Pango Mobile Parking was started in Israel in 2005, Shavit said. By 2009, the company had 25,000 new users per month for its pay-by-smartphone technology. Today, more than 700,000 people in Israel use Pango, and most cities have it as a parking payment option.

Fifty-five percent of parking receipts in Israel are collected using it, Shavit said. In Tel Aviv, Israel's second-largest city with more than 400,000 people, about 90 percent of parking receipts are collected using Pango.

Shavit is trying to bring that type of success to the U.S.

Latrobe signed up after city officials there saw the Rendell announcement, Latrobe City Manager Alex Graziani said.

"We are a very small operation, about a thousand spaces. Therefore, we do not have an IT department," he said. "Having them provide the service without us having to invest in equipment, software, et cetera, was a good way to go."

Adding Pango was a smart thing for Latrobe, he said, because it should help increase parking revenue from increased collections. The city also added Pango-only parking in places where parking previously was prohibited, without having to buy or install parking meters. The app is completely cloud-based and uses a smartphone's GPS to locate the right spot in a city's list of available spaces.

"There will be a day when meters will not be needed," Graziani said. "They will become like pay phones."

Pango's service takes a couple minutes to set up, but in cities where the option is available, users can add time to a parking spot and go about their day meeting with business clients or shopping. When time is running out, the Pango system sends a notification so the user can pay for more time on the spot or move the car.

Pango receives its revenue as a percentage of parking fees collected, as well as from advertising in the apps, Shavit said. Cities using Pango can also bring in downtown businesses to add coupons on the system for more exposure to the parking public.

While the user gets the parking convenience equivalent of checking Facebook, cities get a complete cloud-based management tool for their parking with detailed reports on tickets, revenues and usage times for city streets, Shavit said. Those metrics allow the municipality to change parking prices based on special events or times of day.

"That's a huge capability for the cities' parking operators," Shavit said.

The Lancaster Parking Authority has been looking at systems such as Pango's for a couple years now, Executive Director Larry Cohen said. Financially, it makes a lot of sense, because you can add metered parking without having to buy coin meters, he said.

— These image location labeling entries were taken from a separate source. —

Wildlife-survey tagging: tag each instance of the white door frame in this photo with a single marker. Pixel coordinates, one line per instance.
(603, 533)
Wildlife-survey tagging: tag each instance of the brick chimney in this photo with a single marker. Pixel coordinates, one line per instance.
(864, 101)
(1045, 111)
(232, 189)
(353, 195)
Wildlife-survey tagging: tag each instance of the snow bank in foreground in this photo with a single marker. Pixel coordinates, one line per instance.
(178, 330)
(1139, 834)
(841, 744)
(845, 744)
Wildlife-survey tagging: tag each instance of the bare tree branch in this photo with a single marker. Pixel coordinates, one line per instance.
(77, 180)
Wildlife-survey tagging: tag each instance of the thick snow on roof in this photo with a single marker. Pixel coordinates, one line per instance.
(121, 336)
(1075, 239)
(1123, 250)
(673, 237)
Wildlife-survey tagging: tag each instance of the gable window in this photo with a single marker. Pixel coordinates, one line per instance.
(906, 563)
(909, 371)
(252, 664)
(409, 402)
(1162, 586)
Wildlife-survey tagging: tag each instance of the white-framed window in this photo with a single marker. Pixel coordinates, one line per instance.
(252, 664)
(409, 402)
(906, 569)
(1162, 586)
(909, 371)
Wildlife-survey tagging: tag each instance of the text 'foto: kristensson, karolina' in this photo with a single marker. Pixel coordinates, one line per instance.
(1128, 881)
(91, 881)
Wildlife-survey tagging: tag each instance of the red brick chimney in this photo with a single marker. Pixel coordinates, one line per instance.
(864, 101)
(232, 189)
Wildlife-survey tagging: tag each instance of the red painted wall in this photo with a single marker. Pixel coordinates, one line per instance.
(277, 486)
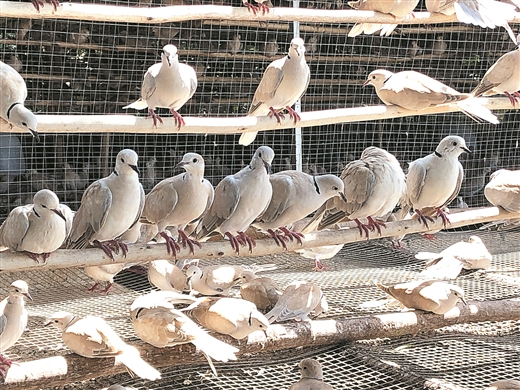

The systems are intriguing and will be a dominant force in future parking payments, but it might not be the right time for Lancaster, he said.

"We're not looking to be an early adopter of the technology, but we're tracking it," Cohen said.

Washington, D.C., and other large cities are running pilot programs using similar technology. Lancaster is watching those programs, as well as the technology evolution, to get a better understanding of how the city could use it and what problems might arise, he said.

For example, if a city were to convert completely to a pay-by-phone system, there would be issues of how best to serve motorists without smartphones, Cohen said. There's also a learning curve with any new technology, including the centralized parking kiosks used in many cities today.

However, cities with young tech-savvy populations usually have good success with technologies similar to Pango's, he said.

"You just have to look at your market and who you're serving," Cohen said. "Anything phone-related for the future is where it's at."

At a glance

Pango Mobile Parking is a free, cloud-based app that uses a smartphone's GPS to locate the right spot in a city's list of available spaces. It is available in the Android Marketplace and iPhone app store.

So far, Latrobe in Westmoreland County is the only U.S. city that uses Pango as a parking payment option.

Overseas, however, the app is heavily used in Israel, where it accounts for 55 percent of parking receipts, according to Pango Shyyny USA CEO Dani Shavit. It's also used in France and Germany.